He at once pointed at the horizontal panels, and his view was that the battens would act as aerodynamic fences, preventing the air from moving spanwise.
- Arne
I agree on this one! Fences is a good word to describe what these batten pockets are acting like. As the camber pockets form on both tacks, there are fences on both tacks. I would speculate that only air from the upper panel would allow for tip vortex generation.
Arne, Slieve, I think that the tip vortex is of way bigger dimension as those longer telltales might be able to indicate. I suggest to have a look at the CFD-image of this NorthSails-Blog. It doesn’t matter if this is a pointy or junky rig, the physics are the same. I derive from this example, that telltales at the leech, of the length Arne used, won’t be able to show the vortex.
Graeme, very descriptive video, thanks for sharing! I grew up below the approach path of Frankfurt Airport. Luckily, our house was too far away, but the villages closer to the airport frequently suffered from the downwash: the tip vortex of those huge jets keep rotating for an incredible amount of time, while slowly moving to earth. They produce wind speeds of gail force and above. If such a vortex got close to a house, the roof goes flying. It happened quite oftenly.
Also, Graeme, thanks for the reminder to read those older magazines/articles. I take that as a well-meant kick from behind to get reading!
However, I feel urged to clear up on the bee flight. It is nothing more than a legend that a bee defies aerodynamics. There was a short time interval (some few months, if I remember correctly) in the first half of the 20th century, that aerodynamicists were not able to explain why a bee flies. As so often, this was popularized and well maintained by media over decades. In fact, aerodynamics are very well able to easily explain the bees flight. Bees are just using different effects than airplanes do, which was a bit hard to understand at first glance. Bees, as well as many other insects and also some birds, create huge eddies with each wing stroke – intentionally! Those eddies are way more powerful in creating lift than any stationay wing is able to do. Amazing natural evolution! If I resemble that correctly, the only reason why humans don’t use this lift effect is, that we do not know of sufficiently strong materials to carry those loads at a scale of humans, not insects. It might be that the evolution of graphen will be able to change this.
About winglets: Designing winglets is a huge, difficult task! It takes a lot of experiments/simulations, to get a winglet (or any similar wingtip device) right. It has to be tailored to each wing, considering velocity, flight dynamics and behaviour and goes as far as tailoring especially to the flight routes those planes take. It is not just sticking a plate to the end of a wing, because chances are very high that you get it wrong and even increase drag further. With the methods and budget we from the JRA have at hand, I would consider it a most hopeless task. In general, one challenge with fitting winglets/top plates to a sail is how to deal with the widely changing angle of attack of the sail in the upper region. Different states of heeling would only be one of the factors.

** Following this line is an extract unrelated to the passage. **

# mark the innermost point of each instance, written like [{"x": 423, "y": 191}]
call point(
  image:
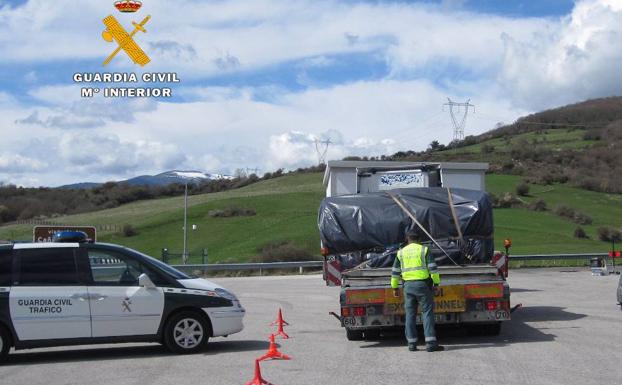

That is why I would opt against just simply fitting a plywood winglet. The biggest question would be: how do you ensure that it is parallel to the airflow, with the yard being at some good degree to horizontal (even when heeled)…
I rather took the winglets as an example to understand the effect of the batten pockets/ camber bags. Airflow fence would have been a more catchy word to describe it, I admit. Again: I think we already use winglet-like devices, by putting sewn-in camber in our sails. I would just love to underpin this, my speculations, with experiments/simulations!
I would go so far and speculate that a winglet device on a cambered junk might be of no significant effect, as the airflow is already prevented/ fenced by the batten pockets - which might be the reason for the superb upwind performance.
Slieve, that foto you posted of that fastest airplane shows a different kind of wingtip device: It is not a winglet. I would estimate that the wing is drawn aft to push the wingtip vortex further aft where it hurts less. Also, the very tip of the wing probably is constructed with downwards angle of attack – you generate a bit of negative lift on the edge, to counteract the vortex generation. You deal reduced lift for reduced drag. If done properly, the overall sum is positive.
One more thought concerning the reduction of wingtip vortex: as Graeme mentioned, the elliptical wing (see the famous Spitfire) is optimum to minimize the wingtip vortex - and thus minimizing induced drag - if no further help of wingtip devices is used. However, there is a reason why modern wings are not elliptical: The stall behaviour of the elliptical wing is dangerous. That’s why nowadays you treat optimum lift generation to safer handling characteristics. In the mentioned spitfire, this compromise was achieved by wing twist: the sections close to the fuselage had a higher angle of attack as the outer sections. Therefore, stalling did not appear at once all over the wing – which would be quite deadly – but appeared first at the fuselage and increased towards the wingtips with increasing angle of attack.
As always, speed and lift efficiency are not the only players in the game. We all know that from sailing: there is a lot more to it than just optimizing upwind performance!
However, from all the highly interesting posts here in this thread, one huge point arises to me: As long as we do not understand exactly what is really happening on our sails, or can visualize it, or can put numbers to it, it stays armchair speculations.
What is needed urgently to push development forward, are some proper experiments, or CFD simulations!